The funding programme - known as Horizon Europe - is the EU's biggest research and innovation programme. It has a budget of around $112bn.

"Given the emerging consensus among some of the most prominent human rights organizations, the crux of the problem goes beyond the Occupied Palestinian Territory," the letter said.

"It would be important to extend the prohibition of European research funds to include Israeli institutions complicit in Israel’s violations of Palestinian human rights, regardless of where they are situated."

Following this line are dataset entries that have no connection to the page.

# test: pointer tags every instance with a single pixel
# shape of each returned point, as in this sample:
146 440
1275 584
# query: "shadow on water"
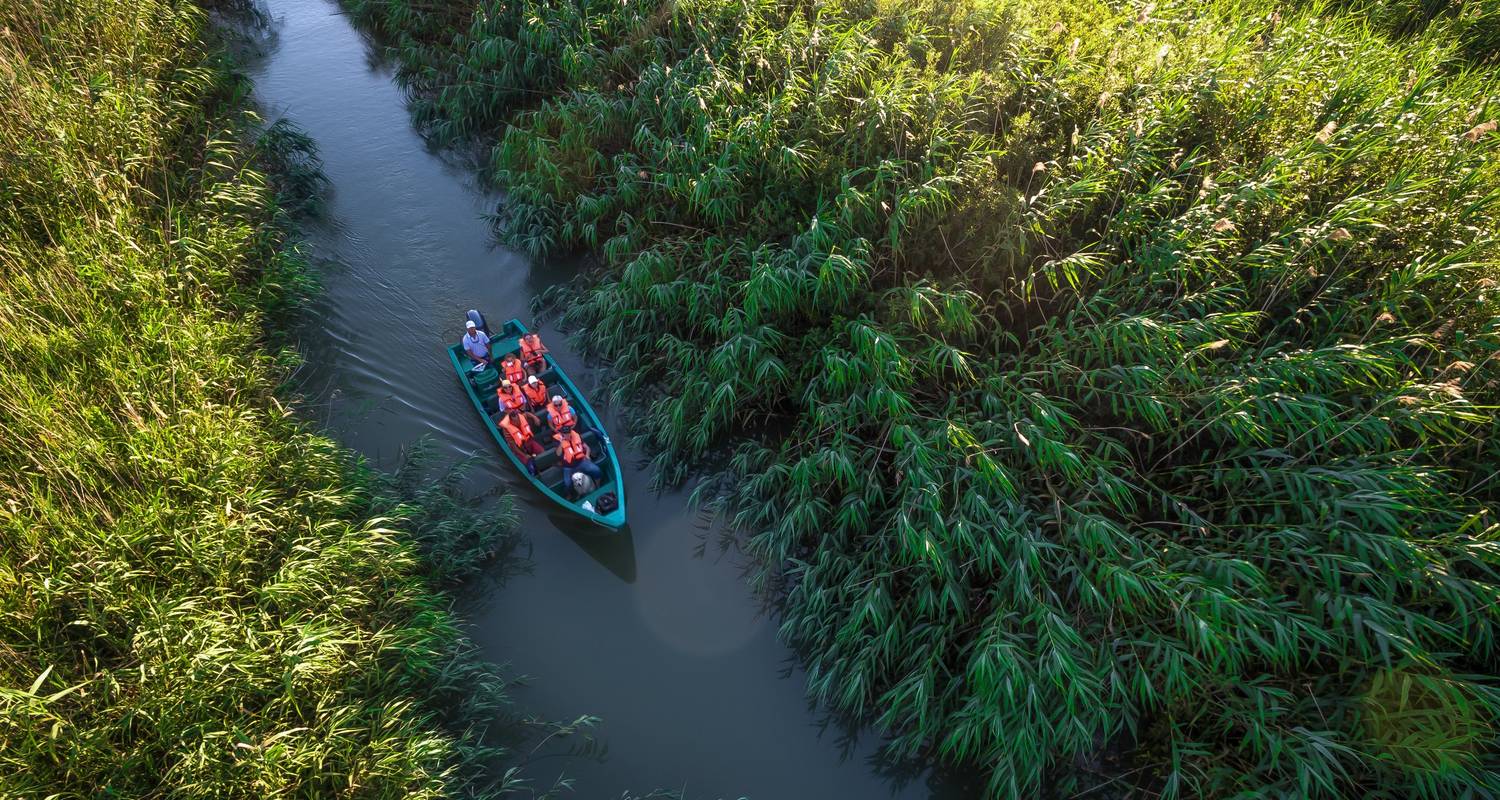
653 629
612 550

The letter's signatories were all current or prior recipients of EU research funding and included faculty at institutions including UCL, the University of Edinburgh, the Massachusetts Institute of Technology, the University of Oxford, the Paris Nanterre University and the University of Westminster.

Calls to boycott

The group of academics join a host of other institutions calling for the academic boycott of Israel. 

In May, 400 New York University (NYU) affiliates signed a letter calling for "non-cooperation" with the NYU Tel Aviv campus.

The letter also comes after the recent decision by ice cream company Ben & Jerry's to stop working in the occupied Palestinian territories, a move that was applauded by Palestinian rights activists as well as demonised by Israeli politicians.

Calls for boycotting Israel over its occupation of Palestinian territories as well as its rights violations against Palestinians have intensified in recent months.

Following Israel's most recent offensive on Gaza, which killed at least 248 Palestinians including more than 60 children, hundreds of employees at Amazon, Google and Apple called on the tech giants to support Palestinian rights and cut ties with Israel's military and intelligence agencies. 

More than 600 musicians also issued a boycott of performances in Israel until it ends its occupation of Palestine.